As an example of anti-terrorism teamwork, Boston Police Commissioner Ed Davis “says some of the agency’s officers with clearance authority assisted in the fast-moving May investigation into the unsuccessful bombing in New York’s Times Square. Eight Boston officers have clearance, up from two or three in 2001.”

Working together against common enemies in the U.S. makes security sense, a salutary law enforcement trend.

Doug Bedell — August 13, 2010, 8:40 am

Can’t Hurt, Might Help: A Bookish Approach to Risk

We’re not in the book reviewing business (unless, of course, you want to secure a library). But here’s a new book that provides grounding in perceptions of risk, where everything begins in the security business.

How Risky Is It, Really? Why Our Fears Don’t Always Match the Facts, by David Ropeik, looks like a good introduction to evaluating risk. Ropeik is a veteran risk consultant and Bruce Schneier says “if you want a well-organized guide to the current research on risk perception all in one place, this pretty close to the perfect book.”

When you start thinking systematically about risk, you sometimes come up with insights you wouldn’t expect. This looks like a good place to hone that discipline.

Doug Bedell — August 9, 2010, 2:32 pm

State Dept. Issues Annual Terrorism Report

Depending on how stringently you follow the terrorism scene, you may have seen much of  the information included in the U.S. State Department’s annual terrorism report already. But it’s nice to have it all in one place.

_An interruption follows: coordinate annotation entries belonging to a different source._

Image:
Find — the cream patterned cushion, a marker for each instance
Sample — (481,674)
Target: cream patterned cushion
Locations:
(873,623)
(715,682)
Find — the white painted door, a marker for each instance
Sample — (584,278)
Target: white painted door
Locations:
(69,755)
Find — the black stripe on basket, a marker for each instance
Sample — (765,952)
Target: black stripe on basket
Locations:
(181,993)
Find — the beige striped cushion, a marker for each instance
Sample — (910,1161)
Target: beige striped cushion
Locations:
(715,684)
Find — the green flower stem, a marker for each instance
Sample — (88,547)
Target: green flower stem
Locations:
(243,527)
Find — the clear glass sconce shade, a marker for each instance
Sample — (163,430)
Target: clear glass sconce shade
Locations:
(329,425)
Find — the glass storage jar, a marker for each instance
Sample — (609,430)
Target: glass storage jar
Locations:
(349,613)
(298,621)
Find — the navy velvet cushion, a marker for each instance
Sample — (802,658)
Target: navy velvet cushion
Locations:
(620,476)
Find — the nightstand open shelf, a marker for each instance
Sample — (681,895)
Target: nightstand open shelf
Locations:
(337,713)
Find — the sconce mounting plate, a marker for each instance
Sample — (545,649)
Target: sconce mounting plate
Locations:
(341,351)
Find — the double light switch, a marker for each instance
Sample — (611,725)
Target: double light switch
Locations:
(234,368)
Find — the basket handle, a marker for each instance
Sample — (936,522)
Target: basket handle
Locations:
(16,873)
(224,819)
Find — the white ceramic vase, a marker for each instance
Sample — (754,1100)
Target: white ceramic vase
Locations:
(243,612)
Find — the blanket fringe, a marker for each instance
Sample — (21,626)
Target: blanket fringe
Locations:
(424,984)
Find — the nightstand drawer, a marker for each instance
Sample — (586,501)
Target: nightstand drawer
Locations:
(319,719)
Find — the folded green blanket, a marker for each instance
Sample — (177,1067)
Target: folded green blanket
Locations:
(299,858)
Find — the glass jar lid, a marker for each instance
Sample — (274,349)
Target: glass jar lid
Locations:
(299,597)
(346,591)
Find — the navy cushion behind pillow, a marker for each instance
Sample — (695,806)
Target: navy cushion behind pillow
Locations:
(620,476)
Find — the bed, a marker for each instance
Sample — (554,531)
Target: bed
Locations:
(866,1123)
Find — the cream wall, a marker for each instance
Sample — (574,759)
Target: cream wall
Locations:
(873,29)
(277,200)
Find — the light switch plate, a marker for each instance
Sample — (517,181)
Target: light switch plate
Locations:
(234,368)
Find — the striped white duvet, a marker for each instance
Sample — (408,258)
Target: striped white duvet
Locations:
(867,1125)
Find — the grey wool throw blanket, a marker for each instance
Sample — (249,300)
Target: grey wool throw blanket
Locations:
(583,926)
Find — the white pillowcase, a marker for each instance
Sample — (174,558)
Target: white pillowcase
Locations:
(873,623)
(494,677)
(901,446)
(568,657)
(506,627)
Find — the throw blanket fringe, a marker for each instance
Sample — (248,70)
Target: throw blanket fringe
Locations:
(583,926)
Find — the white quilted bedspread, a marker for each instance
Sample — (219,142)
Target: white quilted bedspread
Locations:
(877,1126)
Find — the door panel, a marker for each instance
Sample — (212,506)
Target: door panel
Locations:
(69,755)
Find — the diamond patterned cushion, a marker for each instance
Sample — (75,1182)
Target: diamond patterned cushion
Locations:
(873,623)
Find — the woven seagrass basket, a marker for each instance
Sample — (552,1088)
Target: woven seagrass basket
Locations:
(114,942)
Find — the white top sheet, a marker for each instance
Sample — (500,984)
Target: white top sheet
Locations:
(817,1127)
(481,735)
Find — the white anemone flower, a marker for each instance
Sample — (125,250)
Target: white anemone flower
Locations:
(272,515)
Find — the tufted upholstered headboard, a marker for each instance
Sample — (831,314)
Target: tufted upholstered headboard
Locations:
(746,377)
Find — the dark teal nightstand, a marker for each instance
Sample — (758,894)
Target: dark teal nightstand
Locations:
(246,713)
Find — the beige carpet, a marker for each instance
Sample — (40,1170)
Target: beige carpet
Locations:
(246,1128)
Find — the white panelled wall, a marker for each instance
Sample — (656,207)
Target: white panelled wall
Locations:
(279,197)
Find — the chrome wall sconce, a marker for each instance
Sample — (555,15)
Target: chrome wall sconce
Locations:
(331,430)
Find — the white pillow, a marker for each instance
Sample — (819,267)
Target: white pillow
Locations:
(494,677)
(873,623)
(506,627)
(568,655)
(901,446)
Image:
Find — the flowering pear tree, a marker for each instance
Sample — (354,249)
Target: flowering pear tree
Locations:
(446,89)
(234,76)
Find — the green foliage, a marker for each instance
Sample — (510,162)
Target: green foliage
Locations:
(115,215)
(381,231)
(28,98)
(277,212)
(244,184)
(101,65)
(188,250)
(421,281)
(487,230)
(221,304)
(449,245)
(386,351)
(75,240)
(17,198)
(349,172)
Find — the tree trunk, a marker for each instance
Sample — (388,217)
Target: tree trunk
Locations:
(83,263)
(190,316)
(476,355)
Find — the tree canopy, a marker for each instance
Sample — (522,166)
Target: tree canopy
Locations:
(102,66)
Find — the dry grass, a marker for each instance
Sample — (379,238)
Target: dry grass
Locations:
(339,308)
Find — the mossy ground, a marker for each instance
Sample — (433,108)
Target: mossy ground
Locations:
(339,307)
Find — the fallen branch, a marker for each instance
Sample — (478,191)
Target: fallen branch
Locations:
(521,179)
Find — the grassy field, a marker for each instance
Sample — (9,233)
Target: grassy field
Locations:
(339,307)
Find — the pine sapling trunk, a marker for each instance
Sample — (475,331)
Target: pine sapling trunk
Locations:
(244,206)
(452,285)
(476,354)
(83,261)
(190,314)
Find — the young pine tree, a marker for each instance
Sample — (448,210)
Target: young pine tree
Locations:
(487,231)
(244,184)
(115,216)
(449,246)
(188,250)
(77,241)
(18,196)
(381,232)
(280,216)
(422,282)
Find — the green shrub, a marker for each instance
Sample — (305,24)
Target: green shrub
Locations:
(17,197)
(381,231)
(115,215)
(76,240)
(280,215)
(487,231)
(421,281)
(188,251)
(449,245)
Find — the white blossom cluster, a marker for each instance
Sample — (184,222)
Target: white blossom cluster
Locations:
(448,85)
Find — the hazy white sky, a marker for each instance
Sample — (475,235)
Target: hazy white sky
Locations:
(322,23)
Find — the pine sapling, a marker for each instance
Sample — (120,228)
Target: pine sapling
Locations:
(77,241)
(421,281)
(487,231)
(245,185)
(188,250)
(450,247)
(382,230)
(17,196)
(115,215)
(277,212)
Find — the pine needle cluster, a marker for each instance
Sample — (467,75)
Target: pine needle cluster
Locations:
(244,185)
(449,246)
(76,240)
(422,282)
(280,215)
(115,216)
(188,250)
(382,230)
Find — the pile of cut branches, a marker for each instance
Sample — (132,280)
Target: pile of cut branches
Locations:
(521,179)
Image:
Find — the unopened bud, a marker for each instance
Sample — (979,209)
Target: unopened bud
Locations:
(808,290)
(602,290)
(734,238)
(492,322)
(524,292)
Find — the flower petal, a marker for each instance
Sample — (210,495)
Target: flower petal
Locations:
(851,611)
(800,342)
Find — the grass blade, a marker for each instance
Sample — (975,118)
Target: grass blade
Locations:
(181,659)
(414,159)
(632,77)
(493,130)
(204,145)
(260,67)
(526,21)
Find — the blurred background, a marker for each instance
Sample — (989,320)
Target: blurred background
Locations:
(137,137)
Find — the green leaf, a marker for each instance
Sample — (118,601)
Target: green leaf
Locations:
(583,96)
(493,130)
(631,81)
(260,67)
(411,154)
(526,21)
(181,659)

State’s just released annual terrorism report is for 2009, but given what we know about the past being prologue, it’s worth attention by security officials everywhere.

Al-Qaida remains the chief challenger to U.S. security around the world, as well as at home.  The report adds that al-Qaida is continuing to try to partner with other terrorist groups, with varying degrees of success.

Not exactly cozy reading, but useful nonetheless.

Doug Bedell — August 5, 2010, 4:54 pm

Keeping Tabs on bin Laden

Because bringing Osama bin Laden to justice is the basic requirement pending from 9/11, we’re updating our June 10 advisory that bin Laden was hiding out in Iran.

The Hindustan Times reports that U.S. Admiral Mike Mullen says that bin Laden and his deputy Aiman al-Zawahiri are believed to be in Pakistan, in a “very secure place” that makes it difficult to trace them. He added that Pakistan’s tribal belt is the “global headquarters” for the al-Qaeda terror network.

U.S. Secretary of State Hillary Clinton “ruffled feathers” in Pakistan by making a similar statement there a couple of days before Admiral Mullen’s.

Wherever they are, we trust that U.S. strategists are doing everything possible to catch up with bin Laden and al-Zawahiri.

Doug Bedell — August 4, 2010, 1:08 pm

Fake Passports Not Hard to Obtain

Despite the fuss over who has passports and who doesn’t, it’s still not that hard to obtain a fake passport. That’s from Gregory Kutz, an investigator for the Government Accountability Office, who is testifying before a Senate committee on how his team acquired fraudulent e-passports.

Security officers responsible for identifying people seeking access to the buildings they are responsible for need to be aware of Kutz’ findings, if they’re not already familiar with similar incidents.

ABC News reports that “The government failed to detect such basic red flags as a fake driver’s license, a 62-year-old using a recently obtained Social Security number, and the name of a dead applicant using faked identification.”

“State’s passport issuance process continues to be vulnerable to fraud,” Kutz is saying in prepared testimony.